Vorbild USA? Legalisierung macht Mafia den Handel schwer
„Man konnte in der Zeitung nachlesen, dass die Legalisierung in einigen amerikanischen Bundesstaaten dazu geführt hat, dass der Handel der mexikanischen Mafia mit Marihuana um 25 Prozent gesunken ist“, argumentiert Gregor Makowski. Außerdem könne man durch den Wegfall der Strafverfolgung Geld sparen. Auf Seiten der Polizei ist das jedoch noch kein Thema. „Insbesondere im Zusammenhang mit der Verkehrssicherheit wurden mit dem Ziel, die Anzahl der verkehrsuntüchtigen Fahrer unter Einfluss von Drogen zu verringern, Schulungsmaßnahmen zur Drogenerkennung und in Verbindung damit zahlreiche Kontrollen an Bundesstraßen und im Umfeld von Berufsfachschulen durchgeführt“, berichtet Petra Volk, Pressesprecherin des Polizeipräsidiums Westhessen, zu dem Wiesbaden gehört. Auch im Umfeld von Veranstaltungen habe es gezielt Einsätze gegeben, was dazu geführt habe, dass die Zahl der Delikte, die im vergangenen Jahr in Wiesbaden im Zusammenhang mit Erwerb und Besitz von Cannabis registriert wurden, um knapp 25 Prozent auf 1.607 gestiegen sei. In weiteren 56 Fällen seien Ermittlungsvorgänge wegen des Verdachts des Cannabishandels eingeleitet worden, was gegenüber dem Vorjahr fast eine Verdreifachung bedeutet. Daraus lasse sich allerdings nicht schließen, dass tatsächlich mehr konsumiert und gedealt worden ist. Die Zahlen seien  zunächst einmal das Ergebnis der verstärkten Kontrolltätigkeit.

Die Rechtslage
Staatsanwalt Oliver Kuhn von der Staatsanwaltschaft Wiesbaden erklärt, dass der reine Konsum von Cannabis-Produkten nach dem Betäubungsmittelgesetz nicht strafbar ist – wohl aber der Erwerb, der Besitz, der Anbau und der Handel, ohne die der Konsum kaum darstellbar ist. Seit einigen Jahren gibt es beim Besitz Bagatellgrenzen für den Eigenbedarf. Liegt man darunter, besteht die Möglichkeit, dass das Strafverfahren eingestellt wird. Diese liegt in Hessen bei sechs Gramm. Auf der anderen Rheinseite berichtet Oberstaatsanwalt Gerd Deutschler, dass die Staatsanwaltschaft in Rheinland-Pfalz in der Regel von einer Verfolgung absieht, wenn sich die Tat auf nicht mehr als zehn Gramm Haschisch oder Marihuana bezieht, dieses zum Eigenkonsum besessen wurde und eine Fremdgefährdung ausgeschlossen gewesen ist. Das Fahren unter Drogeneinfluss im Straßenverkehr wird in Hessen seit Juli 2013, in Rheinland-Pfalz schon länger, schärfer bestraft, indem ein gesondertes Ermittlungsverfahren wegen des Verstoßes gegen das Betäubungsmittelgesetz eingeleitet wird, weil der Besitz und Erwerb der Drogen unterstellt wird.
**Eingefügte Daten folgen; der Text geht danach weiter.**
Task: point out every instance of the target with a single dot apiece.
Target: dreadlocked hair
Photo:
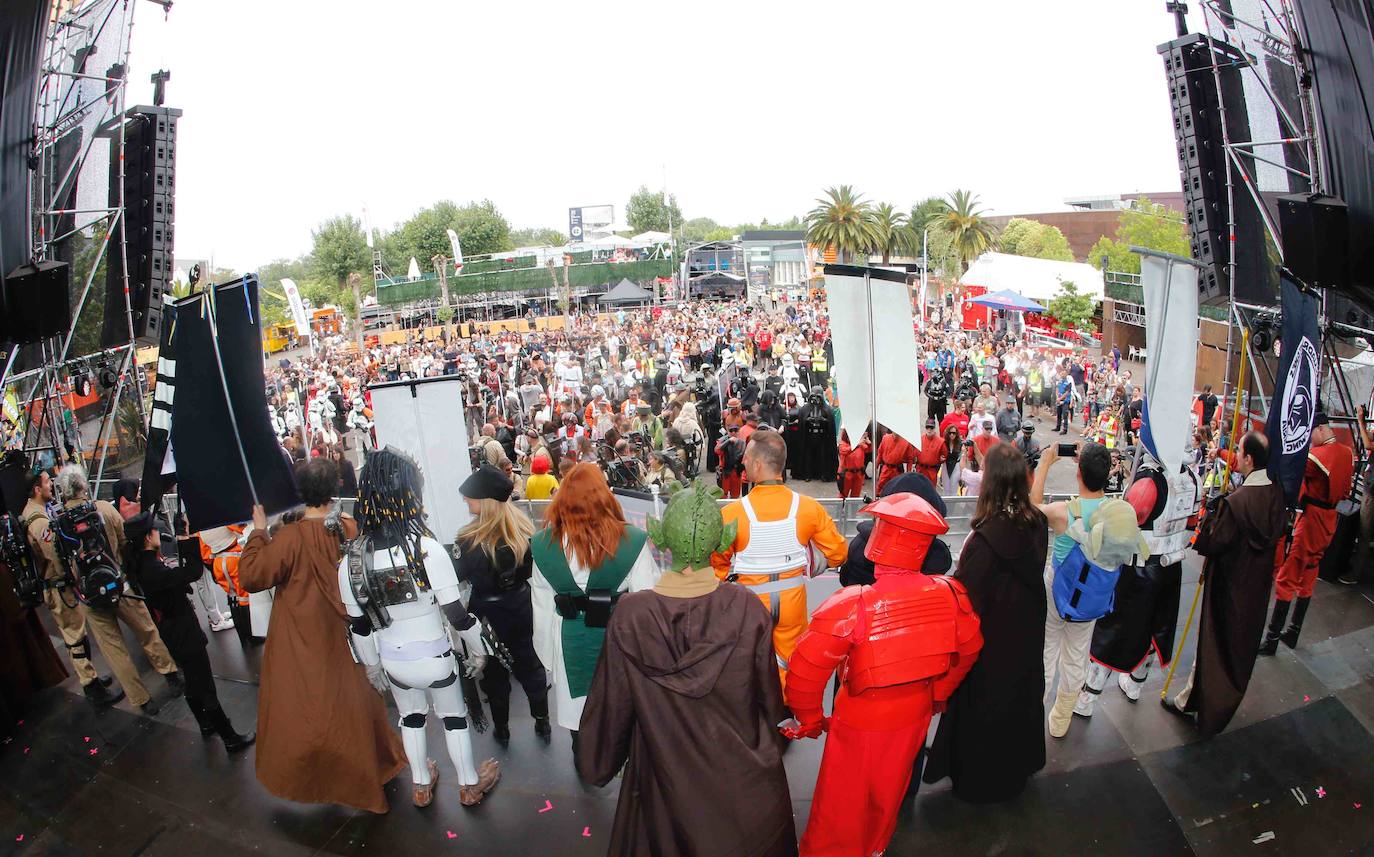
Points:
(389, 508)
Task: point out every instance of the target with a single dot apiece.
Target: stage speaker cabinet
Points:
(37, 302)
(1315, 231)
(147, 227)
(1202, 170)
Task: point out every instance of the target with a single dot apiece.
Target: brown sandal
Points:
(423, 795)
(487, 776)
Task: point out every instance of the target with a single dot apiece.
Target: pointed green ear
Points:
(727, 536)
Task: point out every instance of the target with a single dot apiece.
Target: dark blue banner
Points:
(1296, 390)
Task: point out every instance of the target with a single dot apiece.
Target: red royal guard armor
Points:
(902, 647)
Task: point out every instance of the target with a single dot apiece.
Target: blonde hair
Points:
(499, 523)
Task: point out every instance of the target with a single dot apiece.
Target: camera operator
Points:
(102, 621)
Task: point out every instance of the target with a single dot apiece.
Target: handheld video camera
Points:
(85, 554)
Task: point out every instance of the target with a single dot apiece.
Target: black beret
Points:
(487, 484)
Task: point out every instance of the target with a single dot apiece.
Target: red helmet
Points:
(906, 525)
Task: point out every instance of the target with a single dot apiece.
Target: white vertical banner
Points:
(875, 350)
(293, 297)
(1171, 338)
(425, 419)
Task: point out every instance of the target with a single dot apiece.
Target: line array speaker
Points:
(146, 227)
(1202, 168)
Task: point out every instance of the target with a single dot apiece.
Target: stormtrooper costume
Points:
(414, 655)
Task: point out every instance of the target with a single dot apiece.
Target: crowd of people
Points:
(683, 655)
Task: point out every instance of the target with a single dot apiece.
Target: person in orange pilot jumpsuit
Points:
(220, 550)
(852, 459)
(1326, 481)
(781, 537)
(902, 646)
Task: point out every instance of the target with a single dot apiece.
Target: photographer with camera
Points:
(87, 587)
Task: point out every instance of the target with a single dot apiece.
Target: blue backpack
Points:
(1083, 591)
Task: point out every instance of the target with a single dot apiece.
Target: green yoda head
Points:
(693, 528)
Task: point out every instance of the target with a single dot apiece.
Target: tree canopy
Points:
(647, 210)
(1032, 238)
(1147, 225)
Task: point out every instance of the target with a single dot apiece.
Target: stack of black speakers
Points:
(1202, 166)
(149, 186)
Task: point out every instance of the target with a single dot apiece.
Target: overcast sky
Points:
(300, 110)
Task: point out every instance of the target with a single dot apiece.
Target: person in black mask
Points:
(493, 558)
(165, 587)
(858, 567)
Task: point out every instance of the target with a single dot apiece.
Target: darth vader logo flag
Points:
(1293, 405)
(226, 449)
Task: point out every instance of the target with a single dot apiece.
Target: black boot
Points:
(100, 695)
(1289, 636)
(201, 717)
(539, 707)
(1271, 639)
(232, 740)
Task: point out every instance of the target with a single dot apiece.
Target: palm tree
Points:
(892, 231)
(842, 220)
(969, 234)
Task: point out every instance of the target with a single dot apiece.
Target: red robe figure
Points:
(849, 480)
(896, 455)
(1330, 470)
(902, 647)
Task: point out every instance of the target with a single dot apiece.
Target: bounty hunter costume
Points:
(902, 647)
(1145, 615)
(399, 587)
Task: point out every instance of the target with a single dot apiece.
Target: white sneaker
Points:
(1130, 687)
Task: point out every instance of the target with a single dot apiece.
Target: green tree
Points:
(646, 210)
(963, 221)
(893, 238)
(536, 238)
(1032, 238)
(1147, 225)
(842, 220)
(1069, 309)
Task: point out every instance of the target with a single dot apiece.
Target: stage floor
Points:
(1293, 775)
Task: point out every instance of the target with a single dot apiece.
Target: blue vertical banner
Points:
(1294, 400)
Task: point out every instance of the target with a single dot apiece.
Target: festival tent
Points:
(625, 293)
(1032, 278)
(1007, 300)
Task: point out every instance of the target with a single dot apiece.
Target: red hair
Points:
(587, 517)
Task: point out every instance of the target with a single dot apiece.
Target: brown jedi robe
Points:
(1238, 544)
(687, 691)
(323, 731)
Beamte mit Szene-Kenntnissen
In Mainz ist seit vergangenem Sommer eine Ermittlungsgruppe in zivil unterwegs, die sich aus Beamten mit Szene-Kenntnissen zusammen setzt. „Oberste Priorität ist, das Dunkelfeld zu erhellen und wieder mehr Präsenz auf der Straße zu haben“, erklärt Heidi Nägel von der Pressestelle des Polizeipräsidiums Mainz. Auch dort ist so im Stadtgebiet samt Budenheim und Nieder-Olm die Zahl der registrierten Fälle bei Besitz und Erwerb von Cannabis-Produkten von 201 im Jahr 2013 auf 358 im vergangenen Jahr gestiegen. Bei den fast täglichen Kontrollen der Ermittlungsgruppe gehe es auch um die öffentliche Wahrnehmung. Selbst wenn solche Fälle nicht komplett zu verhindern seien, könne man nicht zulassen, dass etwa am Hauptbahnhof offen gedealt werde. In gewisser Hinsicht besteht da sogar ein ähnliches Interesse wie bei den Aktivisten vom Cannabis Social Club.